The type of storage. This needs to be specified, for example, when scheduling a recurring Volume attachment. In this case either a Volume or Volume from Snapshot.

Summary

Basic text that summarizes an Audit Entry. A short Summary is displayed, if you click on the short Summary a longer Summary is displayed. This could be tied to several things, such as a state transition (an instance goes operational, a volume is attached, etc.) or the execution of a RightScript or Chef Recipe (completed, or an error message, etc.)

T

Tags

Descriptive metadata that is defined by RightScale or a user and associated with RightScale-managed objects such as servers, storage volumes, and MultiCloud Images. RightScale users can use tags for filtering objects in the RightScale Dashboard or API, while RightLink and other RightScale functions use them to facilitate server communications (for example, to register an application server with associated load balancers on startup).

U

Updated at

Time and date stamp when the entity was last updated.

V

Visibility

The visibility of an entity in the cloud. For example, the visibility of a Datacenter / Zone, or Image. Examples: private, public.

Volume

Permanent storage device in the cloud. The data on a Volume attached to an instance persists, even if the instance is terminated. (That is, the data on the Volume is not transient.)

Volume Snapshots

A Cloud storage volume at a particular point in time. Don't confuse this with a database snapshot, this is a snapshot of the entire volume, regardless of whether it contains a database or not. You can create a snapshot regardless of whether or not a volume is attached to an Instance.

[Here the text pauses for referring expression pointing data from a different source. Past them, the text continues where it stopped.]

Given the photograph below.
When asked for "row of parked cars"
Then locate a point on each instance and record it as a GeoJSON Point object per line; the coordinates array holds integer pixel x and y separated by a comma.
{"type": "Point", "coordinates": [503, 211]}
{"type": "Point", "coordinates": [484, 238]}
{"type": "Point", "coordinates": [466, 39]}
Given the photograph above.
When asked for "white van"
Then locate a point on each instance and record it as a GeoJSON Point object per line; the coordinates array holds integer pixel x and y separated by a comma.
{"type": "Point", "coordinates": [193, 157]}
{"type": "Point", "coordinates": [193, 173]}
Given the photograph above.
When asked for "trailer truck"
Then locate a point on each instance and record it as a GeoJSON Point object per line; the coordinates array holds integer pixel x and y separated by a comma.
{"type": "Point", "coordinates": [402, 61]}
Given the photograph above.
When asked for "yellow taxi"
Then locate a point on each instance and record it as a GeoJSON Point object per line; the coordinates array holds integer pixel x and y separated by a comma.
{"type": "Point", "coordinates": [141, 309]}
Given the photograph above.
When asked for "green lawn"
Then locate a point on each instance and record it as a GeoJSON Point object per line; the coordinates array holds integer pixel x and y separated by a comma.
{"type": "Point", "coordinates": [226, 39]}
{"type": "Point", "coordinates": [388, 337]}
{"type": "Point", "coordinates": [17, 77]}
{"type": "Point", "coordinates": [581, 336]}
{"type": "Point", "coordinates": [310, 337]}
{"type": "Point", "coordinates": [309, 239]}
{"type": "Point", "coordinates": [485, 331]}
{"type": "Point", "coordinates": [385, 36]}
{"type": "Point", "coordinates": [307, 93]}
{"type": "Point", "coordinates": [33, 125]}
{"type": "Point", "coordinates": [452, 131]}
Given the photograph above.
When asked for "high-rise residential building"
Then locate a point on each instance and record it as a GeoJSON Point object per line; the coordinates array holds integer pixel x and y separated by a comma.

When a snapshot is created, various meta data is retained such as a Created At timestamp, a unique Resource UID (e.g. vol-52EF05A9 or GEDtestVolume), the Volume Owner and Visibility (e.g. private or public). Snapshots consist of a series of data blocks that are incrementally saved.

Volume Status

Current status of a Volume in the cloud. Legal values are: in-use, available. If a Volume is in-use, the Server it is attached to is displayed on the Volumes index page. If its available, the status is left blank. (Note: Also referred to as Volume state. Displayed in context in the Dashboard as simply status.)

Volume Type

The types of permanent storage Volumes the cloud offers. A Name, Resource UID and Size is associated with a Volume Type.

VPC Subnet

If applicable, specify a subnet of your Virtual Private Cloud (VPC)

W

Widget

Widgets are objects that display in the Dashboard's Overview tab. You can use RightScale Widgets to create your own custom landing page within the Dashboard. When using Widgets you can select from several Built-in Widget Definitions or create your own custom Widget Definition and then add an instance of those Widget Definitions to the Dashboard.

X

Y

Z

Zone

A Zone is a regional datacenter in the cloud. (Datacenter and zone are synonymous, hence the name Datacenter / Zone inside of the Dashboard UI.) A cloud will often have multiple Datacenters which can help when architecting a highly available Deployment.